Find the general solution of $\cos \theta = - \dfrac{1}{2}$

Answer 1

Hint: To find the general solution of any trigonometric function. We first write the given value in trigonometric function form and then add periodic cycles of respective trigonometric functions.

Formulas Used: If $\cos \theta = \cos \alpha $ which implies $\theta = 2n\pi \pm (\alpha )$ where n is any integer.

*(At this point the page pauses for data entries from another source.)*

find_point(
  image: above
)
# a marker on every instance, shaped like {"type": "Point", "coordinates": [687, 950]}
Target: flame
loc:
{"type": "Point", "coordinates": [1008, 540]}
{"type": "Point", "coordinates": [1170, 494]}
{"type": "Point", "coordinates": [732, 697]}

Complete step-by-step solution:
Here, the given trigonometric function is$\cos \theta = - \dfrac{1}{2}$. …………………….(i)
We know that $\cos \theta $ is negative in either 2nd quadrant (${90^0} < \theta < {180^0}$) or in 3rd quadrant$\left( {{{180}^0} < \theta < {{270}^0}} \right)$.
Also, we know that the value of$\cos {120^0} = - \dfrac{1}{2}$. …………………….(ii)
From above (i) and (ii) equations we have right hand side equal,
$\therefore $$\cos \theta = \cos {120^0}$ Or
$\cos \theta = \cos \left( {\dfrac{{2\pi }}{3}} \right)$ $\left( {\because \dfrac{{2\pi }}{3} = {{120}^0}} \right)$
Also, we know that $\cos \theta $ is a periodic function having a period of$2\pi $. Therefore in general its periodic cycle is written as$2n\pi $.
Hence, if $\cos \theta = \cos \alpha $then we can write:
$\theta = 2n\pi \pm \alpha $
Where $\alpha $ is$\dfrac{{2\pi }}{3}$.
Therefore, from above we have $\theta = 2n\pi \pm \left( {\dfrac{{2\pi }}{3}} \right)$
Which is the required general solution of$\cos \theta = - \dfrac{1}{2}$.
Hence, from above we see that general solution of $\cos \theta = - \dfrac{1}{2}$ is $\theta = 2n\pi \pm \left( {\dfrac{{2\pi }}{3}} \right)$

Note:In trigonometry we know that trigonometric functions are periodic functions. Therefore, every function has its own general formulas. Here $\cos \theta $ is a periodic function therefore it gives the same values but for different periodic cycles.